Friday, November 17, 2006

Start Digging some Nerd Holes

A Review of Final Fantasy XII

As many of you (actually, just EHastings) may know, the demo of Final Fantasy XII filled me with disgust and I swore I would never buy it. It did not, at first, seem like a game, it was more like one of those semi-interactive screensavers that were briefly popular in the 1990s (Castaway Jim?). Yet here I am, having just spent about ten hours playing it, and it’s really awfully good.

Online review sites have, as usual, been gushing about the top-notch plot and characters. They are, as usual, giving Square-Enix entirely too much credit. Here’s the basic sketch: a disaffected, spiky-haired orphan teams up with a quiet princess to fight a cruel, mechanically-inclined empire. Is this sounding familiar, O People of the Internet? Within the first half-hour of the game, the protagonist’s female best friend plants her hands on her hips and tells him to be careful, something that every female character in every Japanese RPG is required to do as often as possible (don't worry, she gets kidnapped just a little later). The princess, whose name is something like Ashleigh Starla Modeine IV, confines herself mostly to spluttering and saying things like “I’ll never surrender!” Thomas Pynchon, this ain’t. On the plus side, although the things the characters are saying are stupid, the localization is very good, like a pretty good fantasy novel. Lord Vayne, the effeminate, long-haired villain (sound familiar again?) actually makes a very interesting, rhetorically ornamented speech early on.

The characters themselves are shopworn wares from the FF series stock – a determined knight, a determined plucky lad, a determined female sidekick, a determined princess, and a sarcastic but nonetheless determined sky pirate. The highlight character is Fran (yes, her name is Fran), an oddly accented furry who is screwing Sky Pirate Balthier in what must be some extremely awkward and unsatisfying virtual grappling. She has a neat, kind of vaguely Bjorkian accent but is otherwise a standard FF weirdo elf rabbit creature thing.
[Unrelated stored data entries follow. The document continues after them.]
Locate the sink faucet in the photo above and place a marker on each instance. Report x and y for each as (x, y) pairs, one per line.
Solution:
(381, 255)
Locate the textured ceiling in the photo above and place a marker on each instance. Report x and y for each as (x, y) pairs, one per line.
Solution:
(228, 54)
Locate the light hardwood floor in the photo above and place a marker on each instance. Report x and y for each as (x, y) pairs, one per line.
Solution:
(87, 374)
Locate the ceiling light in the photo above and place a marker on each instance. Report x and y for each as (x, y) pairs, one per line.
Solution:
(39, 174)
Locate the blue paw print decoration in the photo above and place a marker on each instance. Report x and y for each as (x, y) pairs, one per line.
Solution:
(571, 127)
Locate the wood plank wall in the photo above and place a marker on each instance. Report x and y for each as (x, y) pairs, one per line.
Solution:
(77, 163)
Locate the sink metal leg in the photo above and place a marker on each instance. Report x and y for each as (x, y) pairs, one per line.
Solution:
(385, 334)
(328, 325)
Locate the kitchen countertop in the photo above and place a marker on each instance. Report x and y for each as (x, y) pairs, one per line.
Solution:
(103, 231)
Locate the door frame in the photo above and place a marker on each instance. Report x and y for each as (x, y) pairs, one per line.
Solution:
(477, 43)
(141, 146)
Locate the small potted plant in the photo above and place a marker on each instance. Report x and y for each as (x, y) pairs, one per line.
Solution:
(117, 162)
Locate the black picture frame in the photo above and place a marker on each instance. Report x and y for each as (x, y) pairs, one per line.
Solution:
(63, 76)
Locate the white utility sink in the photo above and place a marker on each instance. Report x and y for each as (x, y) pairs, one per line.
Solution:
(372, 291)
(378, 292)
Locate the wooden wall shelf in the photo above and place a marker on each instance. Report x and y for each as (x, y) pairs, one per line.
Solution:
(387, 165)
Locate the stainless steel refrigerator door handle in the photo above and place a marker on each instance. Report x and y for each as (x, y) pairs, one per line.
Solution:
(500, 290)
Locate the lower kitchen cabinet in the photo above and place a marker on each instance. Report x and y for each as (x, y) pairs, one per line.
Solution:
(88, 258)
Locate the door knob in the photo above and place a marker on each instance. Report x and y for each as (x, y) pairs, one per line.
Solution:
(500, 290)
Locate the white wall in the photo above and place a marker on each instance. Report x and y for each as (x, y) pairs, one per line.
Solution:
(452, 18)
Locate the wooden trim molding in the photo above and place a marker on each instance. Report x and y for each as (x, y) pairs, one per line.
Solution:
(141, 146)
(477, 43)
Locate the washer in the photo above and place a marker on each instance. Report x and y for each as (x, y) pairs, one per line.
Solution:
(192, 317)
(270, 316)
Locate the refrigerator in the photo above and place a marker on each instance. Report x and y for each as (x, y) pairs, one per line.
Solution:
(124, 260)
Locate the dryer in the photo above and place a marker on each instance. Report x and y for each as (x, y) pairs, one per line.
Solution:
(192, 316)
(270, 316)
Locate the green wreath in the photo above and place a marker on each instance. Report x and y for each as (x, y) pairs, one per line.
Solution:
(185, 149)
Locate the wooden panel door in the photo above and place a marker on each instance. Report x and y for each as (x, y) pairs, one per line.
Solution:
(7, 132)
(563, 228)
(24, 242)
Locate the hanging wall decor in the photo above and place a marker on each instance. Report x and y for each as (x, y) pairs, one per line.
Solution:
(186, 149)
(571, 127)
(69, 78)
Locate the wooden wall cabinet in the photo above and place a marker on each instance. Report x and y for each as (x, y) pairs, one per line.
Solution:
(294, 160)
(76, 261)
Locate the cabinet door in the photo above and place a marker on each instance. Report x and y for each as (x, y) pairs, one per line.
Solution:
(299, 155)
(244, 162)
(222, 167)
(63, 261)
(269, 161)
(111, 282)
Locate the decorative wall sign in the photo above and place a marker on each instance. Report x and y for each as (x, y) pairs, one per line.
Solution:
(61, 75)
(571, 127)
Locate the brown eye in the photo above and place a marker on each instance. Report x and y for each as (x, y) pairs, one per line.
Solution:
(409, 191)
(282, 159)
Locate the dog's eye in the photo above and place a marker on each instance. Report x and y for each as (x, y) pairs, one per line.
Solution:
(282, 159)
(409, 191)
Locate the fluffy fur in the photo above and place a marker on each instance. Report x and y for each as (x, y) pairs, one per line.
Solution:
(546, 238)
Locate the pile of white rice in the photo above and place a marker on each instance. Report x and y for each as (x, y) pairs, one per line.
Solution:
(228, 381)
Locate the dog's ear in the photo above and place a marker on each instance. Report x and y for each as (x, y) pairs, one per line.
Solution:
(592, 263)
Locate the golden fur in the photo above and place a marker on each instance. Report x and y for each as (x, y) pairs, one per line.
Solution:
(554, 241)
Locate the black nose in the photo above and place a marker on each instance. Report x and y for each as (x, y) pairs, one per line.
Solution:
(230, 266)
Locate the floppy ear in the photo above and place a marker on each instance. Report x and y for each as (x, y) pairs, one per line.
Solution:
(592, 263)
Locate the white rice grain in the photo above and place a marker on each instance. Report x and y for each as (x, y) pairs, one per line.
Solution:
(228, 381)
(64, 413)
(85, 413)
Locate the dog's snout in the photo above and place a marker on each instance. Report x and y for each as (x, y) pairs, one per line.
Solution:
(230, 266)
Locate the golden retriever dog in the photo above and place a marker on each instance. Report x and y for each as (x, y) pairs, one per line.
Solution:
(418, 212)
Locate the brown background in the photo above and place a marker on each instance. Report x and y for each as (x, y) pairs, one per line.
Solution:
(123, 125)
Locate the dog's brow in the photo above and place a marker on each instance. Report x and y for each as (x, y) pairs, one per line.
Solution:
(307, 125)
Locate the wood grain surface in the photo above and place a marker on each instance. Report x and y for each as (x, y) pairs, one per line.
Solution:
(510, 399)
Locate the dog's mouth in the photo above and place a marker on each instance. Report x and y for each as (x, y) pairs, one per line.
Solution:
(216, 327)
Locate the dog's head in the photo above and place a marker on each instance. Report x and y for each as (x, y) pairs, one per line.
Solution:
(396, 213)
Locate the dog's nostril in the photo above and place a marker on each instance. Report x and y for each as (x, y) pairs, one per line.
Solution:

So as usual the plot and characters should be ignored, but the game mechanics, OH DOCTOR are they good. Two radical changes improve the combat system: no random encounters (all the enemies are already on the map and you fight them without transitioning to a battle screen), and no controlling your characters. The Gambit system, which EHastings accurately described as an autistic programming language, means that you can set general tactics for your characters and then just watch them level grind for hours on end. Somehow, they made this really, really fun. This isn’t as big a revolution as you might initially think: famous old PC games like Baldur’s Gate did basically the same thing, as did the more recent (and vastly better-plotted) Knights of the Old Republic series. FFXII’s gambit system is nonetheless a big improvement on the automatic combat of these other titles: the gambits let you set, in detail, actions for most possible scenarios, and the simple, intuitive system is nonetheless very powerful. You can take just a few seconds to set a behavior like, “If any of your allies are injured, heal them, unless they’re really severely injured, in which case you should give them a potion, and if no enemies are around you should recharge your magic and then heal everyone.” Afterwards, you can experience a brief moment of reverse Schadenfreude when you realize how excited you got over programming the behavior of a virtual rabbit-woman archer.

Anyway, the trademark of Final Fantasy has always been the endless parade of tedious, enervating random battles, and they are gone from this version. What could have been boring (watching your cyberdudes fight) just makes the game feel fast-paced and constantly new. Fighting, say, fifty enemies in a row take about ten minutes, gives measurable rewards, and requires only periodic nudges. Everything else is pretty much standard: you have a standard level board instead of the monstrous “Sphere Grid” from Final Fantasy X, so if you want to customize all your characters in bizarre ways, you can. If only there were a way to turn off the repetitive, vulgar music score this would be perfect. Highly recommended.